Tod durch Nervengift eher aufgrund von Atemlähmung oder Herzstillstand?

2 Antworten

Als Nervengifte (Neurotoxine) im engeren Sinne werden meist solche bezeichnet, die die Reizweiterleitung zwischen Nervenzellen unterbinden.

Entweder

1. postsynaptisch; hinter der Synapse durch Blockade der Neurotransmitter-Rezeptoren der folgenden Zelle (z.B. Curare-Toxine, neurotoxische Kobra-Toxine) oder

2. präsynaptisch: hierbei wird die Ausschüttung von Neurotransmitter (z.B. Acetylcholin) in den synaptischen Spalt gehemmt; es gibt verschiedene Mechanismen; Beispiel: Botulinumtoxin B.

3. Beeinflussung von Ionen-Kanälen (z.B. Kegelschnecke: Conotoxine).

Alle drei können zu einer peripheren Atemlähmung (also direkte Lähmung der Brustmuskulatur) führen.
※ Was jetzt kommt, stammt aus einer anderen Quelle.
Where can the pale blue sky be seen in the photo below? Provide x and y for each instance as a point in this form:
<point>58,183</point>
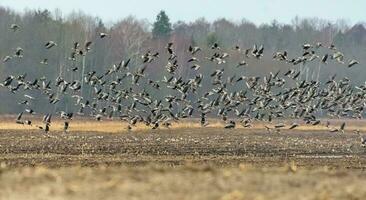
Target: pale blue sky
<point>257,11</point>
4. Weitere Neurotoxine erhöhen die postsynaptische Aktivität: entweder stimulieren sie selbst den postsynaptischen Rezeptor (z.B. Nikotin) oder sie erhöhen die Neurotransmitter-Konzentration im synaptischen Spalt (z.B. Cholinesterasehemmstoffe). Hierbei ist eine verstärkte Reizweiterleitung die Folge; Resultat können Krämpfe sein, welche eine spastische Lähmung bewirken. Auch hier gibt es Ionenkanal-Interaktionen (z.B. Schwarze Witwe: Spinnengift Latrotoxine interagiert mit Calciumkanälen und führt zu Krämpfen, die tödlich sind, wenn sie die Atemmuskulatur betreffen).
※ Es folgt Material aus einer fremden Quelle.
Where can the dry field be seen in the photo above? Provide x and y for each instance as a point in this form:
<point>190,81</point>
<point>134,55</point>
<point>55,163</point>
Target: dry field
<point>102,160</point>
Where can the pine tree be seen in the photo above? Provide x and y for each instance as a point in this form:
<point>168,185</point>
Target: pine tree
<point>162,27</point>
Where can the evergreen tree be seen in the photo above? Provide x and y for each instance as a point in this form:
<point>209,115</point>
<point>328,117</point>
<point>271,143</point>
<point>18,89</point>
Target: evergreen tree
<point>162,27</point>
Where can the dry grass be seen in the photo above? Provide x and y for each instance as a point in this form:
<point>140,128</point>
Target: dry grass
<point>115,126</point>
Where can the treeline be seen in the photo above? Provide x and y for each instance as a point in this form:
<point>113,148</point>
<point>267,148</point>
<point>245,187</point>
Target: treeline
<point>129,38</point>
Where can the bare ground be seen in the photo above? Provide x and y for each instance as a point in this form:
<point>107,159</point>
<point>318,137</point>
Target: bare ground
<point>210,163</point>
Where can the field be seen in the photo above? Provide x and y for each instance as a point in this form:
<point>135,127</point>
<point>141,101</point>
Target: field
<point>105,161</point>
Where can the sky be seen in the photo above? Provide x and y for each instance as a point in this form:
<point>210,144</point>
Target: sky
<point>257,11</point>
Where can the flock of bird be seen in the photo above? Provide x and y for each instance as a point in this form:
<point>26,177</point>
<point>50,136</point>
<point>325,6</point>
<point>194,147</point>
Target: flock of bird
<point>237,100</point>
Sowohl von 1., 2., und 3. (4?) gibt es Wirkstoffe, die auch in das Zentralnervensystem (Gehirn, Atemzentrum) eindringen und eine Lähmung des Atemzentrums (zentrale Atemlähmung) hervorrufen. Dabei gibt es sowohl Stoffe, die außerhalb des Zentralnervensystems die Reizweiterleitung aktivieren (Krampfgift) als auch solche, die die Reizweiterleitung reduzieren (Lähmgifte). Der Mechanismus der zentralen Atemlähmug ist im Falle vieler Substanzen, die diese hervorrufen können, noch relativ unbekannt.

Die Nervenzelle selbst bleibt dabei intakt und stirbt nicht ab. Nervenschädigende Stoffe, die zum Tod der Zellen führen können (z.B. Alkohol), sind im weitesten Sinne potentielle Neurotoxine, im engeren Sinne sind sie Zytotoxine (Zellgifte), da sie neben Nervenzellen auch andere Zellen abtöten. Die Wirkung auf Nervenzellen ist also unspezifisch (Alkohl schädigt auch zahlreiche andere Gewebe).
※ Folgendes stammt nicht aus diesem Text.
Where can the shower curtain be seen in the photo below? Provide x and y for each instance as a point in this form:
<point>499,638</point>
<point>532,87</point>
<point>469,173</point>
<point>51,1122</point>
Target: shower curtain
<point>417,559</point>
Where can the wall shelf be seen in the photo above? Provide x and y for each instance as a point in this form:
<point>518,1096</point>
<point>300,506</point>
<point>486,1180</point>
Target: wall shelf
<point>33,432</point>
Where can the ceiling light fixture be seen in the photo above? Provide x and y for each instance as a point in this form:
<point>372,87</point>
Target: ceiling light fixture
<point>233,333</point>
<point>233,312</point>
Die meisten Neurotoxine wirken relativ zügig, wenn sie erst einmal in die Blutbahn gelangt sind. Aber auch hier muss erst mal eine Verteilung des Wirkstoffs stattfinden - das geht tatsächlich rasant vonstatten, aber man fällt nicht unmittelbar um. Ein Affe, der von indigenen Jägern mit Pfeilgift geschossen wird, fällt auch nicht schlagartig vom Ast, sondern springt noch ein wenig rum und versucht sich noch einige Sekunden zu hangeln, bevor er sich nicht mehr halten kann und zu Boden fällt. Aber das Gift wirkt schnell genug, damit die Jäger das Tier nicht aus den Augen verlieren können.

Warum tritt der Tod meist durch Atemlähmung ein? Weil die Dosis, die zur Lähmung der Atemmuskulatur notwendig ist, geringer ist, als die direkte toxische Wirkung für das Herz. Zudem besitzt das Herz eine gewisse (natürlich nicht absolute) Autonomie hinsichtlich seiner Tätigkeit.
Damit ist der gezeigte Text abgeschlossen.